Even in the face of a potential recession, which could force the Fed to slash rates, fixed income is expected to deliver attractive real income compared to the last decade. The era of bountiful yields may be behind us, but bonds continue to reward investors for weathering periods of volatility.
The Rekindling of Diversification Dynamics
Yet, income generation is just one piece of the puzzle. Core fixed income also acts as a shield against systemic equity risk. When geopolitical fluctuations and economic downturns threaten to erode equity returns, core bond portfolios stand ready to offer principal and income as a lifeline for investors. Current income levels provide a robust buffer against moderate rate increases, offering a stark contrast to the minimal loss tolerance of recent years.
In the event of an economic slowdown leading to Fed rate cuts or geopolitical unrest in the coming months, there could be significant upside from principal appreciation as prices rally amidst a flight to quality or simply falling rates.
While past performance is not indicative of future results, the rejuvenation of core fixed income’s roles in mitigating volatility and diversifying equity gives investors a reason to be optimistic.
Key Insights for Investors
There’s no sugarcoating it — the past decade has been challenging for traditional core bond strategies. However, with the resurgence of income generation and portfolio diversification, and the potential for rate cuts on the horizon, core fixed income has reasserted its relevance as a cornerstone of portfolios.
This doesn’t suggest that core bond portfolios should entirely supplant credit or niche strategies. These satellite holdings have their rightful place alongside broad market bonds. Yet, the classic 60/40 allocation may be making a comeback as the optimal strategy for certain investment objectives.
With yields now hovering in the 4-6% range and the potential for more if the Fed adopts a dovish stance, the allure of bonds as a stabilizing force in portfolios is undeniable. As investors reassess their allocations, core fixed income deserves a second look as portfolios adjust to rising rates.

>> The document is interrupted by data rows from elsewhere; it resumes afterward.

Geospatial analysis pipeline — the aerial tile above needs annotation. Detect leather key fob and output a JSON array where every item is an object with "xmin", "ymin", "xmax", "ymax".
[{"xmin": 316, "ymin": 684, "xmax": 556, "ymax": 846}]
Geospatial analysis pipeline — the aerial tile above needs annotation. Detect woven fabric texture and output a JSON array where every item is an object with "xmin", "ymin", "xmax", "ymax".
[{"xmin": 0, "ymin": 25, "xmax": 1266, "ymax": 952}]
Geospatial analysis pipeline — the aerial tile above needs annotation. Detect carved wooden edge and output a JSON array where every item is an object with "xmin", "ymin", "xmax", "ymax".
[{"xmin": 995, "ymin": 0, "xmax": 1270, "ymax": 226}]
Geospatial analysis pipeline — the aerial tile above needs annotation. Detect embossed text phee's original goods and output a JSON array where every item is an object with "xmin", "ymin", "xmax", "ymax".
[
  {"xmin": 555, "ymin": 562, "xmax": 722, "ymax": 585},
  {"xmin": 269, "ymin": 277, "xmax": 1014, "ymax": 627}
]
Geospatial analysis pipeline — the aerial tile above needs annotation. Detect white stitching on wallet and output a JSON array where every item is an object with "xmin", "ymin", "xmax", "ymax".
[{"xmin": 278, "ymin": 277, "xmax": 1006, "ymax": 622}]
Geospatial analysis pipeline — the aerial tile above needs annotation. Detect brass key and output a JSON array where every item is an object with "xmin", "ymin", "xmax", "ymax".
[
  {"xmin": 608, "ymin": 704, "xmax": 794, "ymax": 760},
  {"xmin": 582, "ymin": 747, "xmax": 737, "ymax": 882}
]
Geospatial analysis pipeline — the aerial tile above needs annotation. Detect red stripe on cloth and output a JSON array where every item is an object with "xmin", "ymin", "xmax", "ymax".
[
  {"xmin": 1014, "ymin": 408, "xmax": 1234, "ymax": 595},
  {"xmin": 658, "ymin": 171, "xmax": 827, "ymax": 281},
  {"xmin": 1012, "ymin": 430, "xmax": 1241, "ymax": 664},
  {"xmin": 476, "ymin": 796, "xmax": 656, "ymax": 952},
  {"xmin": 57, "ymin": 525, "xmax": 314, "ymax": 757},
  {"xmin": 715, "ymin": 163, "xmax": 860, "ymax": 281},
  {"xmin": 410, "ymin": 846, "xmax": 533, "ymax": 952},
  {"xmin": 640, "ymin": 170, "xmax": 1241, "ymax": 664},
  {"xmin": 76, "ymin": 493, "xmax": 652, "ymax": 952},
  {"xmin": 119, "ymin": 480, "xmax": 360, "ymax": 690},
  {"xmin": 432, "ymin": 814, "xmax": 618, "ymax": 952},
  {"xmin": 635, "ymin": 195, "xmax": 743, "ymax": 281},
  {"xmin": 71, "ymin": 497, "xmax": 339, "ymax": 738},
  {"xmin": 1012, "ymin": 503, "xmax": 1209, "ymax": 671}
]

Bloomberg US Aggregate Bond Index measures the performance of investment grade, fixed-rate taxable bond market and includes government and corporate bonds, agency mortgage-backed, asset-backed and commercial mortgage-backed securities (agency and non-agency). The index is unmanaged, includes net reinvested dividends, does not reflect fees or expenses (which would lower the return) and is not available for direct investment. Index data source: Bloomberg Index Services Limited. See diamond-hill.com/disclosures for a full copy of the disclaimer.
The views expressed are those of Diamond Hill as of January 2024 and are subject to change without notice. These opinions are not intended to be a forecast of future events, a guarantee of future results or investment advice. Investing involves risk, including the possible loss of principal. Past performance is not a guarantee of future results.